# 60 Completely Unusable Stock Photos



## ehMax (Feb 17, 2000)

Found this link posted on the net:

*60 Completely Unusable Stock Photos*

:lmao: :lmao: :lmao:

Some real gems in there, some shocking to make you scratch your head... "Why the heck would anyone take that photo for any purpose in the world?" :lmao:


----------



## screature (May 14, 2007)

I can't see any of these being paid for to use for anything... truly awful stuff.


----------



## Kazak (Jan 19, 2004)

I wish I were up to the challenge of using each of these . . . but I'm not.

#27, though, does show ehMac's own KC4 being blessed by Our Lady of the Rainbow Goggles.


----------



## SoyMac (Apr 16, 2005)

All the more baffling due to the high production values.


----------



## ehMax (Feb 17, 2000)

I'm taking it as a personal challenge to use all 60 photos in context on ehMac.ca over the next while. 

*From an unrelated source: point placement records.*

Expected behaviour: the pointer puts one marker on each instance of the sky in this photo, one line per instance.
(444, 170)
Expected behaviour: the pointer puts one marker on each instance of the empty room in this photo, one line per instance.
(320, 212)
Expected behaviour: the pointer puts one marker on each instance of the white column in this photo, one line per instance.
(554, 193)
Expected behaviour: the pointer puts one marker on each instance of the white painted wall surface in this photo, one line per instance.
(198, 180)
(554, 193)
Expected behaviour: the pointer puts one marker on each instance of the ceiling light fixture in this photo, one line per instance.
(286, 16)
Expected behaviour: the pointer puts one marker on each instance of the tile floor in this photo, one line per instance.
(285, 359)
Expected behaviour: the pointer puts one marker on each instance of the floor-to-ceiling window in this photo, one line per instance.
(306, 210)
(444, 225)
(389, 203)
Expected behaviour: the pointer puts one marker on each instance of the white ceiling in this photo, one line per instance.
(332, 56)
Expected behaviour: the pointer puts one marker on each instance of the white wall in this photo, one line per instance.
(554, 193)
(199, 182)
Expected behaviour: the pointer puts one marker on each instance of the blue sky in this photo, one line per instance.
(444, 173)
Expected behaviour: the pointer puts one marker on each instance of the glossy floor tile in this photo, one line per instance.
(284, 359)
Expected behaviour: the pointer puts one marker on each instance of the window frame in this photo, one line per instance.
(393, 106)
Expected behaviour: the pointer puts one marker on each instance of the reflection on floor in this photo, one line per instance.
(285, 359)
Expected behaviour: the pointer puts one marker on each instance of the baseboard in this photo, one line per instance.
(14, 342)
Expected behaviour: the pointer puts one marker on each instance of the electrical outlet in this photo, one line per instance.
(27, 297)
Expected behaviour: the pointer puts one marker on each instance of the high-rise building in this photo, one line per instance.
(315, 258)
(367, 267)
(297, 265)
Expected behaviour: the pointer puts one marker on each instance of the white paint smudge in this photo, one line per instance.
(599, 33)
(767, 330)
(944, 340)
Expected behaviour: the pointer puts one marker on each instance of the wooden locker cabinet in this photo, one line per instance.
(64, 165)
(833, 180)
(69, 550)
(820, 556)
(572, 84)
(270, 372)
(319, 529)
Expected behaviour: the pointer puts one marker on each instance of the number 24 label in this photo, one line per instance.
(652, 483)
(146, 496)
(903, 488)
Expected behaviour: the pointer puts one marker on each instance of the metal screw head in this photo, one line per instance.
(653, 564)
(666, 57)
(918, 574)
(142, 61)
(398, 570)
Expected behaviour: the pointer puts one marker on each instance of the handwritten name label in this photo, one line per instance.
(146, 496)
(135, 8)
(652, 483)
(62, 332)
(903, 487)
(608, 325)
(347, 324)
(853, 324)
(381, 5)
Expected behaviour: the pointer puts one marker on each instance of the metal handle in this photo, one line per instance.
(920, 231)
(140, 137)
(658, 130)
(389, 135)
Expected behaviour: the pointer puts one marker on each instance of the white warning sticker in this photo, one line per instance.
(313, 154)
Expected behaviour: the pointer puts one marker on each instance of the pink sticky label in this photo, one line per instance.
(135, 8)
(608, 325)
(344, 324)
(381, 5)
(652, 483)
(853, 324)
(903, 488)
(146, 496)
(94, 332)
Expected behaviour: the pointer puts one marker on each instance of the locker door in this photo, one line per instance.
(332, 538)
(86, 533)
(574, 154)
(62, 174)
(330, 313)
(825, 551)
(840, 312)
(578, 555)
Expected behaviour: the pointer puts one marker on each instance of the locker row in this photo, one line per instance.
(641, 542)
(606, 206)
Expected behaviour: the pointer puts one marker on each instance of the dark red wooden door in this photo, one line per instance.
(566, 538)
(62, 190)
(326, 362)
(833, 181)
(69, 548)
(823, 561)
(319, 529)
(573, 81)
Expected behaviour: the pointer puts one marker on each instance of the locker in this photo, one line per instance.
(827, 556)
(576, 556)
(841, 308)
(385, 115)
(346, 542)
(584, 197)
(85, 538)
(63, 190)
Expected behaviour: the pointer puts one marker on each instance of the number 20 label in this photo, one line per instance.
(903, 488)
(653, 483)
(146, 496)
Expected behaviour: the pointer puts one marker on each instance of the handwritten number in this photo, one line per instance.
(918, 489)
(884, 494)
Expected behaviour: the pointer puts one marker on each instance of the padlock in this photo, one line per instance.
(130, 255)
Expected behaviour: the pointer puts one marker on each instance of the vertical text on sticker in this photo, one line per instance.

*I can scratch #13 off my list.*


----------



## screature (May 14, 2007)

ehMax said:


> I'm taking it as a personal challenge to use all 60 photos in context on ehMac.ca over the next while.
> 
> *I can scratch #13 off my list.*


Good luck with that... 

Actually it could be fun to make that "challenge" a new thread for others to contribute to as well.


----------